Só que isso vai contra os ensinamentos da Codificação, que recomenda que o rigor da Lógica e da Razão possa ser usado para contestar tudo que está em desacordo, de maneira enérgica e corajosa. Afinal, não há como frear diante de um ídolo religioso, ainda mais quando a literatura kardeciana recomenda que não temamos sequer contestar os religiosos. Tudo em Chico Xavier apresenta elementos que contrariam a Lógica e o Bom Senso, mas desaparece a coragem necessária de rejeitar o "médium".
O apego a um ídolo religioso torna-se um perigo, uma teimosia infantil que, traduzida para o contexto da vida adulta, cria sentimentos perigosíssimos de obsessão, sejam a fascinação ou a subjugação. Até agora não se tem conhecimento de casos de pessoas em possessão por Chico Xavier, mas é provável que existam, e o apego a uma única pessoa, pouco se importando com o país e com a humanidade, é um risco ameaçador em vários aspectos, trazendo o azar e até a tragédia para muita gente.

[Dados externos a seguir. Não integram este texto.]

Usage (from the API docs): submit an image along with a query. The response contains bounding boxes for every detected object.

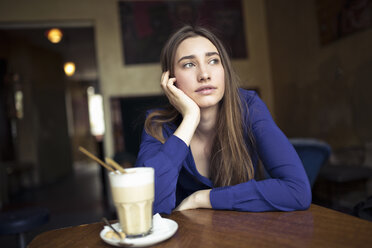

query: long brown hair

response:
[145,25,254,187]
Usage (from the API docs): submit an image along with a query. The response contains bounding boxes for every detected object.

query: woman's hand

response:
[174,189,212,211]
[161,71,200,146]
[161,71,200,118]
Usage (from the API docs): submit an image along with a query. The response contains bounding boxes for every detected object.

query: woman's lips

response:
[195,85,216,95]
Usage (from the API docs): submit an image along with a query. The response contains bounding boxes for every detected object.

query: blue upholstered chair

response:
[289,138,331,187]
[0,207,49,248]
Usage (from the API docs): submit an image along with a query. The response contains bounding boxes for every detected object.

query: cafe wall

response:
[266,0,372,150]
[0,0,273,159]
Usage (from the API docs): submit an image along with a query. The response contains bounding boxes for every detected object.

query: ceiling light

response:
[47,28,63,43]
[64,62,75,77]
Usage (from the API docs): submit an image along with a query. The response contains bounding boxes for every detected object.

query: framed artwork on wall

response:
[119,0,248,65]
[316,0,372,45]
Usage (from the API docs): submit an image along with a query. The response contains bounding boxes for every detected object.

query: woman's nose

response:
[198,69,211,81]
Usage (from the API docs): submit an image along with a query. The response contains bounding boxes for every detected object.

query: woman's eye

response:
[183,63,194,68]
[209,59,220,65]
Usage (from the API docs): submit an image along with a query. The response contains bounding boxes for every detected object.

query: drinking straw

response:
[106,158,126,173]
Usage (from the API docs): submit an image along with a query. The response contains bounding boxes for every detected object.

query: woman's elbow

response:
[296,183,312,210]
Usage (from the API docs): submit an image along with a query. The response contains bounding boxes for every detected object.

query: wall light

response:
[47,28,63,43]
[63,62,75,77]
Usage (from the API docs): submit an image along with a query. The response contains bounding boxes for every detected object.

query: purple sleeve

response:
[136,131,188,214]
[210,92,311,212]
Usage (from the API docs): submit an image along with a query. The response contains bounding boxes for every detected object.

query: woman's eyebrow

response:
[177,52,220,63]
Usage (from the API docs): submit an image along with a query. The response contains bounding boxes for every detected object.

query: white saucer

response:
[100,214,178,247]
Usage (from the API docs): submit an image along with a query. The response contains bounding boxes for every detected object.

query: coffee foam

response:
[109,167,154,187]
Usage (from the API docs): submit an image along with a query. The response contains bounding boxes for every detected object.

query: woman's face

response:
[173,36,225,108]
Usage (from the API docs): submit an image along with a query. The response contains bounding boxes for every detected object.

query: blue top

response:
[136,89,311,214]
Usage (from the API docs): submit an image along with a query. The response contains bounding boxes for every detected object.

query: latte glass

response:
[109,167,154,237]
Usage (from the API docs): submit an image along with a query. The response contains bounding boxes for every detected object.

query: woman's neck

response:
[195,105,218,139]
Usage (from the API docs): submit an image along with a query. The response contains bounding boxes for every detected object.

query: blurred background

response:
[0,0,372,247]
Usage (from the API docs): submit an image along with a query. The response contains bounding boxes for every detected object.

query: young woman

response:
[136,26,311,214]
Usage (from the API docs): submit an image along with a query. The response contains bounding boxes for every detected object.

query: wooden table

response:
[29,204,372,248]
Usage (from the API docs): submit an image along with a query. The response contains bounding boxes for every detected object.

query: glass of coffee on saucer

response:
[109,167,154,238]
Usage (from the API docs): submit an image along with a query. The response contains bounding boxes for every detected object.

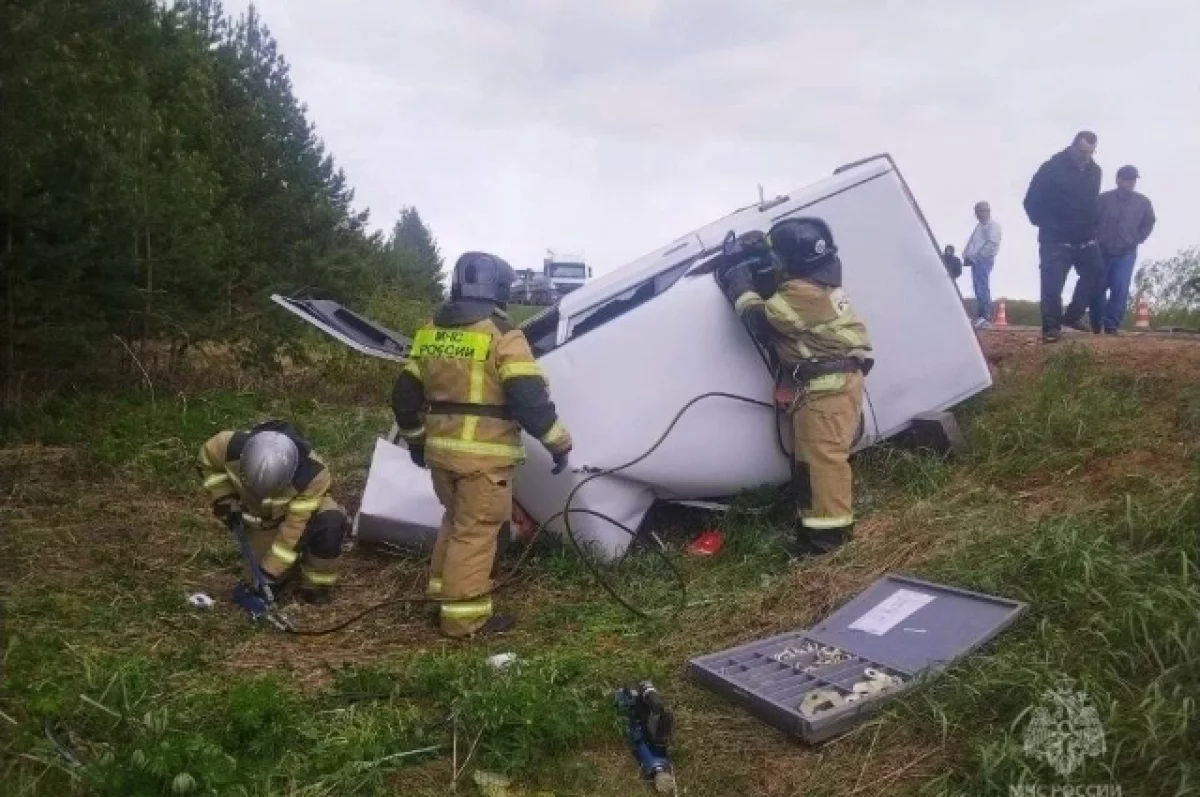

Jesus Cristo e Allan Kardec nos alertaram, com muita antecedência, para os mistificadores que iriam usar a Boa Nova para dominar as pessoas e inserir nelas o obscurantismo moralista que garante as desigualdades sociais e o poder político-religioso próximo aos moldes da Idade Média. Lendo os livros doutrinários deixados por Chico Xavier, nota-se esse medievalismo que salta aos olhos, tão retrógrado que o "médium" teve que atribuir a autores mortos para não ser responsabilizado por ideias tão antigas e obsoletas.
Seria necessário uma reeducação moral muito grande e intensa, e o uso dos argumentos lógicos para convencer as pessoas que é preferível abandonar a idolatria de uma figura religiosa de valor duvidoso do que se submeter a ela, como um escravo da fé cega. É inútil apenas deixar de falar em Chico Xavier ou admitir que ele "errou muito" e "tinha muitos defeitos", quando a idolatria permanece na mesma. O ideal é passar a rejeitá-lo, vendo nele um inimigo interno do Espiritismo, que anulou o legado kardeciano e o substituiu por uma repaginação do Catolicismo medieval.